Tennis-predict

Predict the outcome of ATP/WTA matches based on advanced features

1 - Collect Data from OnCourt SQL Db

The data is collected from the MS Access Db provided with OnCourt software throught the model object developped in C# and extracted as CSV. (ToDo: directly read/load SQL from this project without the C# transition)
The CSV are loaded year by year and contain the list of all matches with match/player/tournament info (the full detail is listed at the end of this document):
- Date: Date fo the match
- CourtId: Surface (1= Hard, 2= Clay, 3=Indoor, 4=Carpet, 5=Grass)
- P1: Name player 1
- P2: Name player 2
- Result
- IndexP: Index of winner (0=P1, 1=P2)
- Rk1: ATP Ranking of P1
- Rk2: ATP Ranking of P2
- Odds1: pinnacle odds for P1
- Odds2: pinnacle odds for P2
- IsCompleted: True/False if match was completed or not
- SetsP1: # sets won by P1
- SetsP2: # sets won by P2 ..
The global dataframe is a concatenation of all the yearly csv with all matches
The CSV actually contains 2 rows per match, one for each player, we will only keep one row per match
Some tournaments are not taken into account (exclude TrnRk=6 (Exhib) but keep "XXX (juniors)" / "Hopman Cup" / "Mubadala)

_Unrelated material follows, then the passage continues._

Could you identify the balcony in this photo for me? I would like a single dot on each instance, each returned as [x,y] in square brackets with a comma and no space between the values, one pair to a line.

2 - Build ELO ratings for each match

ELO rating (Wikpedia): The difference in the ratings between two players serves as a predictor of the outcome of a match. Two players with equal ratings who play against each other are expected to score an equal number of wins. A player whose rating is 100 points greater than their opponent's is expected to score 64%; if the difference is 200 points, then the expected score for the stronger player is 76%.

A player's Elo rating is represented by a number which may change depending on the outcome of rated games played. After every game, the winning player takes points from the losing one. The difference between the ratings of the winner and loser determines the total number of points gained or lost after a game. If the higher-rated player wins, then only a few rating points will be taken from the lower-rated player. However, if the lower-rated player scores an upset win, many rating points will be transferred. The lower-rated player will also gain a few points from the higher rated player in the event of a draw. This means that this rating system is self-correcting. Players whose ratings are too low or too high should, in the long run, do better or worse correspondingly than the rating system predicts and thus gain or lose rating points until the ratings reflect their true playing strength.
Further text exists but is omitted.